The other reason, of course, I’ve been thinking about the passage of time is because yesterday Louisiana entered into a phased reopening of the economy. I’ve had a lot of people asking me when the church is going to reopen, so my mind has been doing its best to stretch into the future. We’ve decided that during phase one of the economic reopening, we are going to continue operating as we have been—doing Sunday mornings and Wednesdays online, and continue providing food for the homeless population through Unity, Rebuild, and other partners. We are looking at the government’s phase two as our phase one. So, if everything goes as planned, we should be reopening the building on Sundays around the beginning of July, though I recognize we never know what the future holds.

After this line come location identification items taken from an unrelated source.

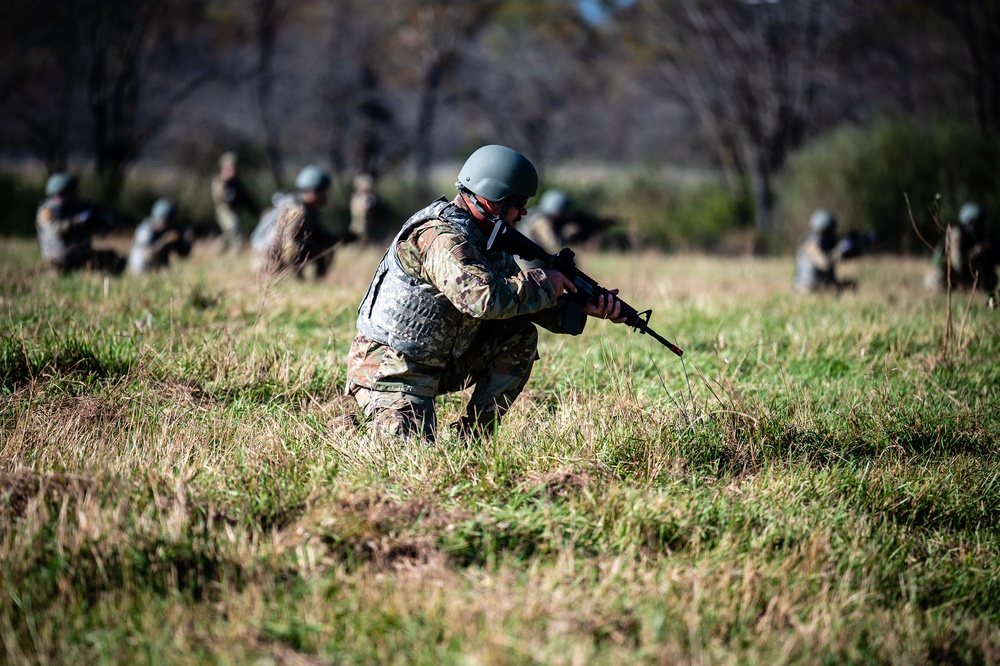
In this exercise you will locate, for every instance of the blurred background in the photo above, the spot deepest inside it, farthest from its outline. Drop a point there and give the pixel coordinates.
(707, 125)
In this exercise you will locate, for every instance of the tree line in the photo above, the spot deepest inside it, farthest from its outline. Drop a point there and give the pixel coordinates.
(373, 86)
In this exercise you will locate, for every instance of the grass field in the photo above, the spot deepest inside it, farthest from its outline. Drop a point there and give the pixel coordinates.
(817, 481)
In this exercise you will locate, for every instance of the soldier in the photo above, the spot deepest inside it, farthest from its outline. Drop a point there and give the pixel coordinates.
(967, 257)
(291, 234)
(231, 199)
(363, 202)
(819, 253)
(442, 314)
(65, 226)
(157, 237)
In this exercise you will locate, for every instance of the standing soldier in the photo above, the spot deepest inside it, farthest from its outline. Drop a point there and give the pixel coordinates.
(292, 235)
(157, 237)
(231, 199)
(65, 226)
(967, 256)
(443, 314)
(819, 253)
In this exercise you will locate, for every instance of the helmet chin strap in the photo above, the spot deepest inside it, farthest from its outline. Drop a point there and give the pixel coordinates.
(495, 220)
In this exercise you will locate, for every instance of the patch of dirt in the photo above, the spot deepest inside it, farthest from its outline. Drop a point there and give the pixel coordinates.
(18, 489)
(93, 409)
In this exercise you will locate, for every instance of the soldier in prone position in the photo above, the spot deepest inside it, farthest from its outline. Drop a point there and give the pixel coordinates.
(66, 225)
(157, 238)
(443, 314)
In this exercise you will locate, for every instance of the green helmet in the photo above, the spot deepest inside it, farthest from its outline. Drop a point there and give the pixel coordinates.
(312, 178)
(822, 220)
(554, 202)
(970, 214)
(163, 209)
(59, 183)
(496, 173)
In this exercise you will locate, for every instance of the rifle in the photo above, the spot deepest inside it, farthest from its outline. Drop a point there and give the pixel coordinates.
(506, 238)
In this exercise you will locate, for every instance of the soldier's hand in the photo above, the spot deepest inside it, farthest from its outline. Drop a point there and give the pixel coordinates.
(606, 307)
(559, 282)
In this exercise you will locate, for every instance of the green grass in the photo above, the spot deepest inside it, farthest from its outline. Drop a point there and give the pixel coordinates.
(817, 482)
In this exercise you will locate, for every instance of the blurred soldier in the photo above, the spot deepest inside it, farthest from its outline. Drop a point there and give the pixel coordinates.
(291, 234)
(231, 199)
(157, 237)
(554, 224)
(966, 256)
(442, 314)
(65, 226)
(820, 252)
(363, 202)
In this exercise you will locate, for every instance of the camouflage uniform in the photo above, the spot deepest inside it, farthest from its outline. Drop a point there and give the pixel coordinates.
(486, 320)
(971, 257)
(819, 253)
(231, 199)
(154, 241)
(290, 236)
(64, 231)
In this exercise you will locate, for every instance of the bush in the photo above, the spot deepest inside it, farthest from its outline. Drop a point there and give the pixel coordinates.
(862, 175)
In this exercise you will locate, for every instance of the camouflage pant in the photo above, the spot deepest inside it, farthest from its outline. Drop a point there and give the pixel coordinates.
(497, 365)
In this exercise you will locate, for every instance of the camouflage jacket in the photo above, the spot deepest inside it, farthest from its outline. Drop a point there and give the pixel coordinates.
(436, 283)
(231, 197)
(153, 243)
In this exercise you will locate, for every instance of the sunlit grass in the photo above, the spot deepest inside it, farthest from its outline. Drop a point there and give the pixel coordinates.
(182, 482)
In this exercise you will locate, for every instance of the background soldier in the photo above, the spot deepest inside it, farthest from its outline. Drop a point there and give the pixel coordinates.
(157, 237)
(442, 314)
(292, 234)
(967, 253)
(545, 222)
(363, 206)
(819, 253)
(65, 226)
(231, 199)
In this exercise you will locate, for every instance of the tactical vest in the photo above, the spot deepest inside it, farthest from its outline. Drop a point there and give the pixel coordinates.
(412, 316)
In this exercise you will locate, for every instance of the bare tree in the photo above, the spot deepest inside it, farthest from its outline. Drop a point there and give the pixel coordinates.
(978, 25)
(364, 125)
(534, 68)
(438, 33)
(268, 17)
(39, 69)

There were two main reasons for this decision. One is that we want to obey the law, and during phase one, we would need to maintain about eight feet from the center aisle, and have seats six feet apart from each other, which would leave us room in the building for about five or so people, so our reach and our witness are more effective in this online environment. The second reason is that we have two very high risk groups in our church: those who are experiencing homelessness, and those who are elderly or work with the elderly. We don’t want to facilitate the crossing of those two groups right now, for the health of everyone involved.
If anyone wants to talk with me about the reopening decision, please, give me a call—our number is on this Facebook page. I know this is something that affects us all, and I want to make sure we are open and honest in our communication about it. I’ll add, I really miss seeing everyone face to face. I saw my friend Mr. Joshua this week, and lit up, just beside myself excited to see him. It’s that way with each of you. To quote the apostle Paul, “I long to see you, that I may impart to you some spiritual gift to strengthen you; that is that we may be mutually encouraged by each other’s faith, both yours and mine.”
It may seem like a long time, but if AJ is able to be five years old—which is ridiculous and I need to start some sort of savings account for him, for college or marriage or hospital bills when he wrecks his motorcycle, whichever direction he goes. But if he’s actually five, then I think this time, sooner than we know, will be a memory and a lesson.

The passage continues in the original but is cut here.